Como eu posso me preocupar com os outros se estou tão mal, se sempre sou eu quem está mal e que tem os piores e mais trágicos problemas? O que vai acontecer se eu ajudar essa pessoa e ela se acostumar com isso?
Medo. Essa é a sensação. Medo da solidão, medo de não conseguir ser independente, medo de desapontar os outros, medo de voltar para a tristeza, medo de lidar com aspirações que agora parecem ser impossíveis e que antes eram apenas um sonho. Medo de olhar para baixo e ver o tamanho da queda, medo de olhar para cima e ver quanto falta para subir. Medo de se deparar com um limite, de ser bobo ou pouco inteligente. Medo de aproveitar as alegrias da vida e gostar dessa sensação.
Todos esses medos desaparecem, pelo menos na sua maioria adormecem, quando não nos mexemos muito, quando não aproveitamos muito. Quando não prevemos as alegrias por medo de que se abra um buraco no qual vão cair, fazendo um barulho muito alto. Os medos se acalmam quando adotamos uma postura conservadora, quando não criamos expectativas para não nos decepcionarmos, algo que todos já fizemos alguma vez para nos proteger, inclusive defendendo essa atitude de maneira explícita com o nosso discurso…
…ao mesmo tempo em que tínhamos a sensação de que era uma estratégia inteligente para a vida. Mas a vida é caprichosa e, de repente, muda suas cartas.
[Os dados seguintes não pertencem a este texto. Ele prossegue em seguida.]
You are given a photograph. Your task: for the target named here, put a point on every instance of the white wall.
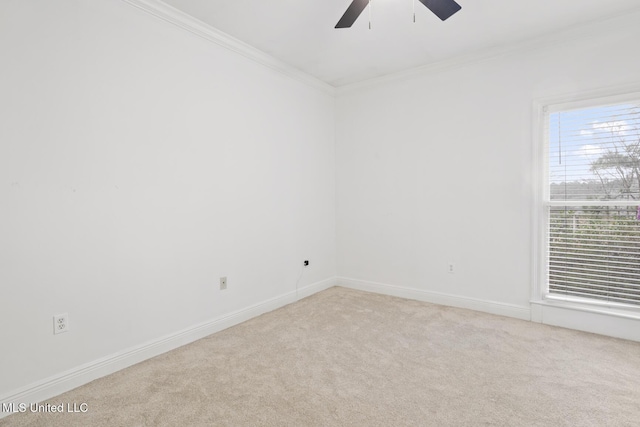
(138, 164)
(436, 168)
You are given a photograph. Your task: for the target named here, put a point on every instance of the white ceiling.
(301, 32)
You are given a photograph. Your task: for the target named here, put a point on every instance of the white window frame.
(541, 200)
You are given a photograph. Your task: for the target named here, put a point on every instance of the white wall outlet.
(60, 323)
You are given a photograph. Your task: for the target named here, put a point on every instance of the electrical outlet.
(60, 323)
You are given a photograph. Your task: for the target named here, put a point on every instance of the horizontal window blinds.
(593, 203)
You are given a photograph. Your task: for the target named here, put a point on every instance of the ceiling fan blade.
(442, 8)
(353, 11)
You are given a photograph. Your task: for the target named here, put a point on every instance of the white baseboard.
(588, 319)
(65, 381)
(492, 307)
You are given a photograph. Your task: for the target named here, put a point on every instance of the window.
(591, 201)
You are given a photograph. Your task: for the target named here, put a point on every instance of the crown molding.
(593, 29)
(182, 20)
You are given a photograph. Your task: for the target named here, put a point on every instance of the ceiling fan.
(442, 8)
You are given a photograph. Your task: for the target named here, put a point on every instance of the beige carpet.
(349, 358)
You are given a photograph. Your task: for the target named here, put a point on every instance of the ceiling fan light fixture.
(443, 9)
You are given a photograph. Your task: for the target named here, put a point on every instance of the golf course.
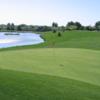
(61, 68)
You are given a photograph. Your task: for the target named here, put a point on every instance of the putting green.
(77, 64)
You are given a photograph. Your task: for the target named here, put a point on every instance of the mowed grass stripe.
(79, 64)
(25, 86)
Todas, no mesmo instante. Adeus, jogada.
As alegrias aparecem, só podem aparecer, quando nos libertamos e nos entregamos à experiência. Quando acreditamos que, sejam quais forem as nossas cartas, saberemos jogar com elas e nos beneficiar do jogo. Não se trata de sobreviver, mas de viver. Mentalmente é um passo necessário, senão será muito difícil um dia assumir que aproveitar as alegrias e o que é positivo não vai comprometer as riquezas que a vida tiver reservado para nós.